Wherever the audio data comes from, you can use it. As long as it is RAW PCM (for now). For example you can generate the sound locally via software and then listen to the result.
The @Callmephil repository uses http POST to get audio data from OpenAI, while my walky talky uses a WS, but needs to be rewritten to use other methods.

It will probably be possible to implement adding audio data with the opus codec which would make the data transfer cheaper.

I hope I answered your question!

BlueAquilae · December 17, 2024, 8:42pm

Thank you @MarcoB you addressed every points… I just need to read more on the subject but you know I already use your libs!

MarcoB · December 17, 2024, 9:35pm

Yes I know and I’m honored!!

One disadvantage for now is that the streamed data is all saved in memory, so continuous streaming is not possible at the moment.

Callmephil · December 20, 2024, 10:30am

I just discovered https://livekit.io/ just in case someone is more inclined to use a third party. I’m looking forward to seeing an Opus implementation for streaming less data

gh-pap · January 12, 2025, 3:59pm

I’m developing a flutter multi-client (including Windows) app using the OpenAI realtime API which is all straightforward except for playing streaming audio which I’ve been stuck on all day (ok, longer haha). I was so excited by this thread until @MarcoB says this:
“so continuous streaming is not possible at the moment”

was wondering if that’s still the status and, if so, whether anyone on this thread knows of other plugins or has other ideas (the Windows requirement is the real struggle). Any help appreciated!

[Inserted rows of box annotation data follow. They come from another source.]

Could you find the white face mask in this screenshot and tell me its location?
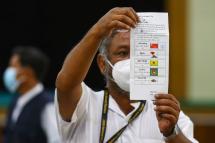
[106,59,130,92]
[3,67,21,93]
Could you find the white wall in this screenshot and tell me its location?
[187,0,215,103]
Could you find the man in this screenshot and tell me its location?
[3,46,59,143]
[55,7,197,143]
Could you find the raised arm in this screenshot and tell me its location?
[56,7,138,120]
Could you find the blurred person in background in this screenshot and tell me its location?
[55,7,198,143]
[3,46,60,143]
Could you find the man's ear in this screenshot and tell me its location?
[97,54,106,75]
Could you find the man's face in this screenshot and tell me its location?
[9,54,22,78]
[9,54,29,84]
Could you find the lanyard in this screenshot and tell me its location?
[99,90,146,143]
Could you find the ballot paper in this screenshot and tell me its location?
[130,12,169,100]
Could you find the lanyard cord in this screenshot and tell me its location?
[99,90,146,143]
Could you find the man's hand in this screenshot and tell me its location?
[94,7,139,37]
[154,94,180,136]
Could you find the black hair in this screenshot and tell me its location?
[12,46,49,81]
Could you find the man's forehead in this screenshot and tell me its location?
[116,31,130,39]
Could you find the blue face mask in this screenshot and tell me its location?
[3,67,20,93]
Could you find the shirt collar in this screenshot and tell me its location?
[17,83,44,106]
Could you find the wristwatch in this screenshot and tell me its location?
[163,124,181,141]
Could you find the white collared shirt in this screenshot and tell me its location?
[55,83,198,143]
[12,83,60,143]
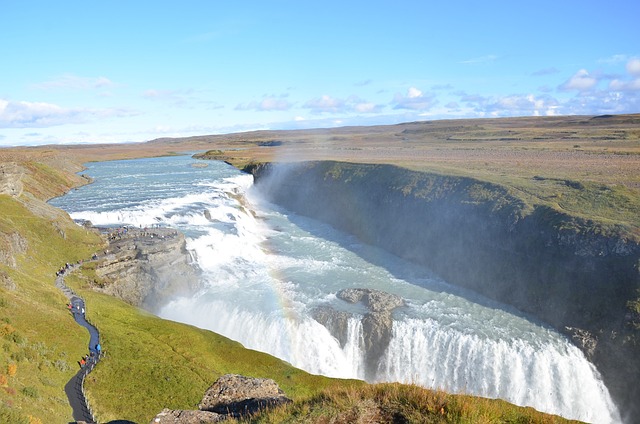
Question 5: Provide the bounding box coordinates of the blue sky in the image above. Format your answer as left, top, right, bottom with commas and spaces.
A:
0, 0, 640, 146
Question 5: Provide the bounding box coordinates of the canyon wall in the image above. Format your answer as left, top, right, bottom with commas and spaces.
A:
247, 161, 640, 420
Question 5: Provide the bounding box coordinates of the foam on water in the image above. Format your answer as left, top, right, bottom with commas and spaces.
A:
52, 157, 620, 423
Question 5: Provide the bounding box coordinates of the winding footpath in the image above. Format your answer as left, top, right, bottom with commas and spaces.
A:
56, 264, 102, 423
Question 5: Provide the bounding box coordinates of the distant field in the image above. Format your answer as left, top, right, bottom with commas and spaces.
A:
5, 114, 640, 238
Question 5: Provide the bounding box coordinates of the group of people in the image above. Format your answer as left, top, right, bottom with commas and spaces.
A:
56, 262, 71, 277
78, 343, 102, 368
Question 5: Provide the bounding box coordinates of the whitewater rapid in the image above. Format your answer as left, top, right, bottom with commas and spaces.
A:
51, 156, 620, 423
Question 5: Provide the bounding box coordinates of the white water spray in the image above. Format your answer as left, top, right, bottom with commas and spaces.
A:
48, 158, 620, 423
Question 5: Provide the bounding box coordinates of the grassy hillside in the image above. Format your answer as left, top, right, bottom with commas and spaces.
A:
0, 195, 101, 423
0, 128, 596, 424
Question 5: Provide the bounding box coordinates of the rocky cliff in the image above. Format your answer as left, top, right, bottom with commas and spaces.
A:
95, 228, 199, 311
248, 161, 640, 417
313, 288, 404, 380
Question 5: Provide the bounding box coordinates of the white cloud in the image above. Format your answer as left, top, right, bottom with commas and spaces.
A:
609, 58, 640, 91
236, 96, 292, 112
303, 94, 345, 113
32, 74, 117, 90
462, 94, 560, 116
559, 69, 598, 91
393, 87, 437, 111
598, 54, 629, 65
460, 54, 498, 65
627, 58, 640, 77
303, 95, 382, 114
531, 67, 560, 77
0, 99, 136, 128
142, 88, 223, 109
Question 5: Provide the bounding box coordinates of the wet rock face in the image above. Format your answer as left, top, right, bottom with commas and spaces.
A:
96, 228, 200, 311
337, 289, 404, 312
312, 288, 404, 381
311, 306, 351, 347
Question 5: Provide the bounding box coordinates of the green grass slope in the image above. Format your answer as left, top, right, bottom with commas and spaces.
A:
0, 153, 580, 424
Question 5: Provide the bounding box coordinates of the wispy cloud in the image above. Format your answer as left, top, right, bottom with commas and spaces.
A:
392, 87, 437, 111
235, 95, 293, 112
302, 95, 383, 114
558, 69, 598, 92
531, 67, 560, 77
0, 99, 137, 128
31, 74, 117, 90
459, 54, 498, 65
598, 54, 629, 65
142, 89, 223, 109
609, 58, 640, 92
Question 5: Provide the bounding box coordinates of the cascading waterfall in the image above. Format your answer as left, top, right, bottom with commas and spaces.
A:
52, 157, 620, 423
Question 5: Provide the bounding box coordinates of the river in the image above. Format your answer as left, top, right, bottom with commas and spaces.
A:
51, 156, 620, 423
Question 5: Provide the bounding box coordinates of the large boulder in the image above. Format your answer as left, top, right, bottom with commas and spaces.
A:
198, 374, 291, 417
336, 289, 404, 312
312, 288, 405, 381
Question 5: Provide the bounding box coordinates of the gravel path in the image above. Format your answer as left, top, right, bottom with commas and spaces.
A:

MarcoB · January 12, 2025, 4:53pm

I would like to correct and elaborate on what I wrote. Continuous streaming is possible as long as there is memory for that received audio data. This means that if the player is initialized with a sample rate of 24KHz, every minute will take about 300 MB.

So for now the received audio can be listened many times and possibly disposed to start with a new audio.

Later perhaps it will be possible to discard the audio data already listened to free up the memory of the part already listened to.

Lastly, the Opus format with the Ogg codec (the one supported by OpenAI), is already available for all platforms except for web which is in WIP (in the opus branch of flutter_soloud in this PR).